Hello,
I am trying to train the GPT-2 model on sagemaker and have uploaded my training dataset to a private repo on Hugging Face.
Here is my code below
#Authentication to hugging face hub here
from huggingface_hub import notebook_login
notebook_login()
hyperparameters = {
'model_name_or_path':'gpt2',
'output_dir':'/opt/ml/model',
'dataset_name' : 'E1l1dh/frl_training_dataset',
'do_train': True,
'do_eval': True,
'per_device_eval_batch_size':2,
'per_device_train_batch_size':2,
'gradient_accumulation_steps':8,
}
# configuration for running training on smdistributed Model Parallel
mpi_options = {
"enabled" : True,
"processes_per_host" : 4,
}
smp_options = {
"enabled":True,
"parameters": {
"microbatches": 2,
"placement_strategy": "spread",
"pipeline": "interleaved",
"optimize": "speed",
"partitions": 2,
"ddp": True,
# "block_size" = 256,
}
}
distribution={
"smdistributed": {"modelparallel": smp_options},
"mpi": mpi_options
}
# git configuration to download our fine-tuning script
git_config = {'repo': 'https://github.com/huggingface/transformers.git','branch': 'v4.17.0'}
# creates Hugging Face estimator
huggingface_estimator = HuggingFace(
entry_point='run_clm.py',
source_dir='./examples/pytorch/language-modeling',
instance_type='ml.p3.8xlarge',
git_config = git_config,
instance_count=1,
role=role,
transformers_version='4.17.0',
pytorch_version='1.10.2',
py_version='py38',
hyperparameters = hyperparameters,
# metric_definitions = metric_definitions,
output_path = output_bucket,
base_job_name = 'GPT2-v1',
distribution = distribution
)
# starting the train job
huggingface_estimator.fit(inputs={'training':training_input_path,
'test':test_input_path})
And here is the error message I receive:
[1,mpirank:3,algo-1]<stderr>: raise RepositoryNotFoundError(message, response) from e
[1,mpirank:3,algo-1]<stderr>:huggingface_hub.utils._errors.RepositoryNotFoundError: 401 Client Error. (Request ID: Root=1-63eb9c53-27586b8b2270acf375b087b8)

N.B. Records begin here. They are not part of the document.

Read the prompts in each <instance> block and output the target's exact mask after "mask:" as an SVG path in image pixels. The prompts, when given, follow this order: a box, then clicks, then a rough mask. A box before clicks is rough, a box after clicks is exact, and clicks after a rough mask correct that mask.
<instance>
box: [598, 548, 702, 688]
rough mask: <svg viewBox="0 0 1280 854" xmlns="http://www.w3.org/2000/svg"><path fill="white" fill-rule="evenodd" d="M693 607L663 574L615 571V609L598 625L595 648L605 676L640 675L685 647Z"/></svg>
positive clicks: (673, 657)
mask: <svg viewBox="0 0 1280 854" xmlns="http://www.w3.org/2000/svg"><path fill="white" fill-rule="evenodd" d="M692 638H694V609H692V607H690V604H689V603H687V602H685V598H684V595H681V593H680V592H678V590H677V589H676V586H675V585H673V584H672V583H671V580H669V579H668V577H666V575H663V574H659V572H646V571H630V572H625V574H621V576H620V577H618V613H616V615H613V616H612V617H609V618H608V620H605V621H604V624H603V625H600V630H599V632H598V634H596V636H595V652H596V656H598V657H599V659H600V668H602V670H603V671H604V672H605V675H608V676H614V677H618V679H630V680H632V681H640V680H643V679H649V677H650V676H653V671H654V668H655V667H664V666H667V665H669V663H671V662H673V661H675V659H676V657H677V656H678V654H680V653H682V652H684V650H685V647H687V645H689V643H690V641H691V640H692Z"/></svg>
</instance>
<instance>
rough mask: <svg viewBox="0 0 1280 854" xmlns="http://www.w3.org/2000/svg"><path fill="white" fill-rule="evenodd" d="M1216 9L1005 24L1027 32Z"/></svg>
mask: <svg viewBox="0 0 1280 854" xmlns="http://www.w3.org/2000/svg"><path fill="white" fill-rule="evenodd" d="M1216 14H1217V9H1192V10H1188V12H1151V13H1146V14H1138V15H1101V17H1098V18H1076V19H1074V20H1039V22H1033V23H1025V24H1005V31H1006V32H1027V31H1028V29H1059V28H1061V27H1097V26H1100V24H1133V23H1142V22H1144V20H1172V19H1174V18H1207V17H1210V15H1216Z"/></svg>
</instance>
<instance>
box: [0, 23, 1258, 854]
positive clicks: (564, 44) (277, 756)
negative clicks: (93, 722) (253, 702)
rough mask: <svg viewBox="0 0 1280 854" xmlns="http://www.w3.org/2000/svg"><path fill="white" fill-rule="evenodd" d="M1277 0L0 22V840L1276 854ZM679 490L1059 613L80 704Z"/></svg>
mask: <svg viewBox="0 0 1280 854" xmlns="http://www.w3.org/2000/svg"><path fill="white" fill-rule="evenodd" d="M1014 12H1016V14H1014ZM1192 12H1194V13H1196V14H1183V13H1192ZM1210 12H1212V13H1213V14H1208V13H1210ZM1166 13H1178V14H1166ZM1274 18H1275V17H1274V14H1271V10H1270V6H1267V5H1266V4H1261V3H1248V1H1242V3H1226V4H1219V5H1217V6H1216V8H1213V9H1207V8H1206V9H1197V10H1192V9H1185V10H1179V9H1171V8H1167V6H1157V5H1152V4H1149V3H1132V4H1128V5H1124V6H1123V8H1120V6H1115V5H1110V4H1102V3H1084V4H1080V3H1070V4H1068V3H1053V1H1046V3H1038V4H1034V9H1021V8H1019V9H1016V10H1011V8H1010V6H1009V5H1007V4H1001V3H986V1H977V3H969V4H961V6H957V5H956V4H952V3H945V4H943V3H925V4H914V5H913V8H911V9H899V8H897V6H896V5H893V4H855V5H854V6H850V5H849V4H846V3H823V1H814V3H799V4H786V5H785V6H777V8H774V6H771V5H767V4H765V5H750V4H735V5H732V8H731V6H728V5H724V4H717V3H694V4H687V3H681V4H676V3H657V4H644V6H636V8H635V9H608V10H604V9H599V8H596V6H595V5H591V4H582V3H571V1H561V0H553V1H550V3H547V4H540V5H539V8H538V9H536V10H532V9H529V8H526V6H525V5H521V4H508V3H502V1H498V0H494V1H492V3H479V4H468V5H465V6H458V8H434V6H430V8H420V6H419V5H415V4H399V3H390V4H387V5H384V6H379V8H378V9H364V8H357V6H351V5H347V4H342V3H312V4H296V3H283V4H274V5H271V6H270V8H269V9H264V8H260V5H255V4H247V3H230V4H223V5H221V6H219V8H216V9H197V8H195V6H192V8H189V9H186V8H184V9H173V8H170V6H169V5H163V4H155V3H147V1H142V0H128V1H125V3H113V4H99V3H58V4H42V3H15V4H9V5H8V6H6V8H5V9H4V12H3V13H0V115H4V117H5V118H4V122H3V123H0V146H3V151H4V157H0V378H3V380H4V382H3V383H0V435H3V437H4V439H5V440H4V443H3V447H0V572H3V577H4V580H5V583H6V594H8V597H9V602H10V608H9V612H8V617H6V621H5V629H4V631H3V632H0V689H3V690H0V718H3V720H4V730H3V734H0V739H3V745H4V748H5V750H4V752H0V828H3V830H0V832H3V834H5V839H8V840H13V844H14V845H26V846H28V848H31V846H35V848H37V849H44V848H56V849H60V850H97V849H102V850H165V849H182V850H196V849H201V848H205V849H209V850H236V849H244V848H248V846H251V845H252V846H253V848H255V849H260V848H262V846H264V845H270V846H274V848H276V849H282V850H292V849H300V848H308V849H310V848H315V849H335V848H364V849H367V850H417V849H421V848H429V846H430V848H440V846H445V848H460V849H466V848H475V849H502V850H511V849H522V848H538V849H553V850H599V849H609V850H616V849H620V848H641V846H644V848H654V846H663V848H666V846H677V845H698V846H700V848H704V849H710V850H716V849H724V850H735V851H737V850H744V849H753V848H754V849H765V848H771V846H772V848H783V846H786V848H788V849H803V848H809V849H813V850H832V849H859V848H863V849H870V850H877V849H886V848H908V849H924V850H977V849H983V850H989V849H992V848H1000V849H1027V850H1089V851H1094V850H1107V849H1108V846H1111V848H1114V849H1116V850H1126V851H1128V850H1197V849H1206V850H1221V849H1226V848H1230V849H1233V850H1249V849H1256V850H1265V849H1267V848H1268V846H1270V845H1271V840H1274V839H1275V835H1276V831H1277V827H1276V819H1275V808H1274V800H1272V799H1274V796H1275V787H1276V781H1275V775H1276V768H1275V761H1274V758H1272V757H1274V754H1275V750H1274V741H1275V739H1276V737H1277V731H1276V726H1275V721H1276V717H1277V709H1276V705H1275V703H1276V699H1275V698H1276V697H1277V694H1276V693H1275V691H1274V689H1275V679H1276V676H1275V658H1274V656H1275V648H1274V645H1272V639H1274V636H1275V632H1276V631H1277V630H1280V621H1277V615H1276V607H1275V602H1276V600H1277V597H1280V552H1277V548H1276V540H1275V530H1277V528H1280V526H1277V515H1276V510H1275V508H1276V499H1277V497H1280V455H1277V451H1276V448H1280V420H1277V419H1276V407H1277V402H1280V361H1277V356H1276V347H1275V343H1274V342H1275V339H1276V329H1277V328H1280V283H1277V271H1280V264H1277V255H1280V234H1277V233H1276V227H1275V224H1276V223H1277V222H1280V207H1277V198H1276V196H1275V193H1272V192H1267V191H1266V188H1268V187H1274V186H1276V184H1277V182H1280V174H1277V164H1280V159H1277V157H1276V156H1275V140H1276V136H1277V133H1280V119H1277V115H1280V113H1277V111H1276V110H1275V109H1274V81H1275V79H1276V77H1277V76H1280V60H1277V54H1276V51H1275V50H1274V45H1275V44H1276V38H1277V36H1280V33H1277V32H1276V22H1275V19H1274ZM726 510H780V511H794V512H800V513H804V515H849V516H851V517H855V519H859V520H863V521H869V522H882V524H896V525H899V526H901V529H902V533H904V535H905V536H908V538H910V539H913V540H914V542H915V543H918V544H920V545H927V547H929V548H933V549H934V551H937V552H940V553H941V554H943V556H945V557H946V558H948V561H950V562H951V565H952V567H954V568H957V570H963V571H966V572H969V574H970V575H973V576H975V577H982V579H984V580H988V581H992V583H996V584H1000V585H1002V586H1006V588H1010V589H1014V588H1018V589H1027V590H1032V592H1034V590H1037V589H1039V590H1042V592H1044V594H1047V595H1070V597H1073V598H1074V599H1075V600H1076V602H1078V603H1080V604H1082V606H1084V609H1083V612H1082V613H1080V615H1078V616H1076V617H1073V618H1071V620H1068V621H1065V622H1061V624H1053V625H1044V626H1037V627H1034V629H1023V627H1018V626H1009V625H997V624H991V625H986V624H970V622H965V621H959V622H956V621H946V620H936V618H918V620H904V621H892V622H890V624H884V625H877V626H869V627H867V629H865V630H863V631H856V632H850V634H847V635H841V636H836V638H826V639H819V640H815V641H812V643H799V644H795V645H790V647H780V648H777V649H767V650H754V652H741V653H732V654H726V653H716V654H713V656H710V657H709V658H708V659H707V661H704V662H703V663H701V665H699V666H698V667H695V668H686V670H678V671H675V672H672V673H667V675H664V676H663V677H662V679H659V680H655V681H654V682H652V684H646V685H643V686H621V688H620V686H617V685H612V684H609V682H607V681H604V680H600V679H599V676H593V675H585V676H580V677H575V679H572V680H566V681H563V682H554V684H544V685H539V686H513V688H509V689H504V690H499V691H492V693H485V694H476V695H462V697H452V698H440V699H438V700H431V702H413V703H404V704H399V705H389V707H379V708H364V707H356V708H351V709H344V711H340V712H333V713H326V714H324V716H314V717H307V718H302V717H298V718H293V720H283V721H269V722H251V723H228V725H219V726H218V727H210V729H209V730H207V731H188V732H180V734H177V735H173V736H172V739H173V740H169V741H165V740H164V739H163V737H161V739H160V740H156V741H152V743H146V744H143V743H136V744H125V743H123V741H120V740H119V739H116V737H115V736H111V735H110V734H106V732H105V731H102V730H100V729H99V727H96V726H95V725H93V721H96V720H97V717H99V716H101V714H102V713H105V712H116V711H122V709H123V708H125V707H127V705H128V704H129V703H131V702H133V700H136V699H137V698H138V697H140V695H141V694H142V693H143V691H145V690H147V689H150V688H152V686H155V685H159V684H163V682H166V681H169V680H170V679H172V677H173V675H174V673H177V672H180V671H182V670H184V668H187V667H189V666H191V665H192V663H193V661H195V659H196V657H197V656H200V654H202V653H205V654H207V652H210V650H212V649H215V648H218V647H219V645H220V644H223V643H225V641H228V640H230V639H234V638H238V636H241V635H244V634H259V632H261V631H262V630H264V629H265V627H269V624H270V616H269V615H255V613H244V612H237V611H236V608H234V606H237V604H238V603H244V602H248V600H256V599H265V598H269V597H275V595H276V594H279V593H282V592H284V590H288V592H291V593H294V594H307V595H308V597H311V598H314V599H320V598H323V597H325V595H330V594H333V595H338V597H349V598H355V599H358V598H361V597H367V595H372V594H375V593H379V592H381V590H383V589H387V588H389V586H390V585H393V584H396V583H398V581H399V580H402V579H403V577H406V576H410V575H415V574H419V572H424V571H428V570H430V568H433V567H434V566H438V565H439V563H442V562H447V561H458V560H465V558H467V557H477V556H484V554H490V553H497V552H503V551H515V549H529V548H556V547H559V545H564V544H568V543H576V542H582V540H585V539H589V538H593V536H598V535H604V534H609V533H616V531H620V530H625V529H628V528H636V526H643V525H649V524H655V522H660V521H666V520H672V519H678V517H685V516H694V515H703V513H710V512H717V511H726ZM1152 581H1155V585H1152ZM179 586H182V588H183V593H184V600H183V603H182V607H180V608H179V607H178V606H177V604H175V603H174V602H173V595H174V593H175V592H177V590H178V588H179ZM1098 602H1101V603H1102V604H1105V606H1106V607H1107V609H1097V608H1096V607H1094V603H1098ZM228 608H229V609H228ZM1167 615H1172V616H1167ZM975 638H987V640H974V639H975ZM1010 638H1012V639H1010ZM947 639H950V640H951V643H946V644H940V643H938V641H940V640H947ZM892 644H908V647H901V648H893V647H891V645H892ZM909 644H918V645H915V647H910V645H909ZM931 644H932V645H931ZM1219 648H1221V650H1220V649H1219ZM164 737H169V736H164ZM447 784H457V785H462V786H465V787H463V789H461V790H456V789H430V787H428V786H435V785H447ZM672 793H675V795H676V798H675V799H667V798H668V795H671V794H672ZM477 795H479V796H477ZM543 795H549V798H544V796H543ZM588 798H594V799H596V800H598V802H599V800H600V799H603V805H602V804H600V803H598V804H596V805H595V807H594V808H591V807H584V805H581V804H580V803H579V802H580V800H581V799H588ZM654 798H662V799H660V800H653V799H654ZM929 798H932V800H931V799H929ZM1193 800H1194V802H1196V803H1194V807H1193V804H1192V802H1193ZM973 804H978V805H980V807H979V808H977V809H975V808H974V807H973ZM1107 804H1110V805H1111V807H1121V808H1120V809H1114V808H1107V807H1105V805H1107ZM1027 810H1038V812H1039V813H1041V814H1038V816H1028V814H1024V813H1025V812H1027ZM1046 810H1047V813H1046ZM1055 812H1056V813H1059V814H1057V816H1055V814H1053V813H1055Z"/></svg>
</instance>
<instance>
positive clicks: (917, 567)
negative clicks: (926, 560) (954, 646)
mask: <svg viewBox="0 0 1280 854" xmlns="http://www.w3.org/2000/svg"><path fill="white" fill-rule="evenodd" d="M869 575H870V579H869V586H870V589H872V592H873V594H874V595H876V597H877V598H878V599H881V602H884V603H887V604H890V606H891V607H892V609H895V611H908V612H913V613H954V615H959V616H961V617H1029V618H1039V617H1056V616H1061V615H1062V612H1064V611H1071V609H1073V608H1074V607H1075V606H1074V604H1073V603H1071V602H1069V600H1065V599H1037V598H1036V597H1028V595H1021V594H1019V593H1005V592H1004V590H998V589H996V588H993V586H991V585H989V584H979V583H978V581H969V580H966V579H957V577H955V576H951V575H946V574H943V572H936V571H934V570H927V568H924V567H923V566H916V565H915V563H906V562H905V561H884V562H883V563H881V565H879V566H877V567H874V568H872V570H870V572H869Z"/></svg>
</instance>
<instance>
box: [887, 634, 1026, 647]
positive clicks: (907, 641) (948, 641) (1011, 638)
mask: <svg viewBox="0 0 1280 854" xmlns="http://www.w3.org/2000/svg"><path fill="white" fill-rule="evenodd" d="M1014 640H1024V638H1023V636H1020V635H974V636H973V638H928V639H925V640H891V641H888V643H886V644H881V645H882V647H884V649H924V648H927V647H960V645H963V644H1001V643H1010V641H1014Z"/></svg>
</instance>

[1,mpirank:3,algo-1]<stderr>:
[1,mpirank:3,algo-1]<stderr>:Repository Not Found for url: https://huggingface.co/api/datasets/E1l1dh/frl_training_dataset.
[1,mpirank:3,algo-1]<stderr>:Please make sure you specified the correct `repo_id` and `repo_type`.
[1,mpirank:3,algo-1]<stderr>:If the repo is private, make sure you are authenticated.
[1,mpirank:3,algo-1]<stderr>:Invalid username or password.
------------------------------------------------------------
I am a little confused where I should be specifying repo_id
and repo_type
when running a training job on Sagemaker, do I need to pass it through as a hyper parameter? or do I need to change the training script slightly? Any help would be appreciated, thanks!